Es war ein gutes Gefühl; genauso gut, wie zu lachen. Sie lebte also immer noch. Sie spürte sogar ein paar leichte Gewissensbisse, weil sie lachte, denn Zia würde nie wieder lachen.
Der Gedanke ernüchterte sie schlagartig, und der vertraute Schmerz presste ihr das Herz zusammen. Ganz weggehen würde der Schmerz wohl nie, dachte sie, aber vielleicht würde sie ihn im Lauf der Zeit hin und wieder für ein paar kurze Momente vergessen können. Heute würde sie genau das versuchen.
Sie stand auf, streckte sich und machte dann die Übungen, die sie jeden Tag absolviert hatte, um wieder zu Kräften zu kommen. Sie merkte, wie sie sich allmählich erholte, jeden Tag hielt sie ein bisschen länger durch. Nach dreißig Minuten war sie zwar schweißnass, aber nicht außer Atem; die brave Pumpe hielt, ohne zu mucken, durch. Sie stellte sich unter die Dusche, ohne davor irgendetwas ausziehen zu müssen, denn sie schlief nackt. Sie hatte es für klüger gehalten, Swain anzulügen, und obendrein hatte es Spaß gemacht.
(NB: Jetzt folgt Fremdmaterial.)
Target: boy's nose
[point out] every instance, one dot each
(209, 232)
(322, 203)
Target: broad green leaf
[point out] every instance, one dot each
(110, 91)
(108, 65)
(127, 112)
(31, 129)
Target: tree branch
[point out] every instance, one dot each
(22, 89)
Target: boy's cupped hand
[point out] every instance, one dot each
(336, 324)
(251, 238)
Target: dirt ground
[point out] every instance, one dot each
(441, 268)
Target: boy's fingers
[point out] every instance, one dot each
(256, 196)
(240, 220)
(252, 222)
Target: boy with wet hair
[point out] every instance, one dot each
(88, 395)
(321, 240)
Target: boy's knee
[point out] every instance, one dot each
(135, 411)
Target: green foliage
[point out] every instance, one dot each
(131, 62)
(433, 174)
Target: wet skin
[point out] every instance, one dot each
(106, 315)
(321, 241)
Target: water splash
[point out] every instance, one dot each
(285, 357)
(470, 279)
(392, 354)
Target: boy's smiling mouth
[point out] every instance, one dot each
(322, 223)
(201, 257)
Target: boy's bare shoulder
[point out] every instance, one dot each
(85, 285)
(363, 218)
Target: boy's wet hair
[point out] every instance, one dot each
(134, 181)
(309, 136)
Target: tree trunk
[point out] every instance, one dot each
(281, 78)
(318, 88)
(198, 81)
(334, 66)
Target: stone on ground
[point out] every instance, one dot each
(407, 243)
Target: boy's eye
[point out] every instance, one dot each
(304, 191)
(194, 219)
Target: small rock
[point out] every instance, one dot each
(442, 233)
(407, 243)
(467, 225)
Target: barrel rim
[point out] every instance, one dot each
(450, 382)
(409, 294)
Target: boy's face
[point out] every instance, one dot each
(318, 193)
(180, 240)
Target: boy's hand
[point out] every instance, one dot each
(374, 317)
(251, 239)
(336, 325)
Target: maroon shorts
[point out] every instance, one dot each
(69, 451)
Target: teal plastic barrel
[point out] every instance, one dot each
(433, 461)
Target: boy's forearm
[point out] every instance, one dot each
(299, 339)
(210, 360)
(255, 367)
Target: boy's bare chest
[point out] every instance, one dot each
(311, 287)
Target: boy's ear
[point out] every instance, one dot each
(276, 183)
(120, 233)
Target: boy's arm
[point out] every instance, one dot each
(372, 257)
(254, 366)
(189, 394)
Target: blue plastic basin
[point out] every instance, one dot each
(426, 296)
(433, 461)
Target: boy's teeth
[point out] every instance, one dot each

Spaß. Da war das Wort wieder. Irgendwie tauchte es in Verbindung mit ihm verdächtig oft auf.
Bis vorhin hatte sie keinen Gedanken daran verschwendet, ob er nackt schlief, aber jetzt lieferte ihre Fantasie ungewollt reihenweise Bilder, wie er mit stoppligem Kinn aufwachte und sich räkelte. Seine Haut duftete warm und würzig, und seine Morgenerektion ragte steil auf, um Aufmerksamkeit heischend
– Einen Moment meinte sie, seinen warmen Männerduft in der Nase zu haben, und sie war kurz verwirrt, woher sie so genau wusste, wie er roch. Dann fiel ihr wieder ein, wie sie sich an seiner Schulter und in seinen Armen ausgeweint hatte. Dabei musste sie unbewusst seinen Geruch registriert haben, und offenbar hatte ihr Gehirn die Erinnerung gespeichert, um sie jetzt wieder hervorzuholen.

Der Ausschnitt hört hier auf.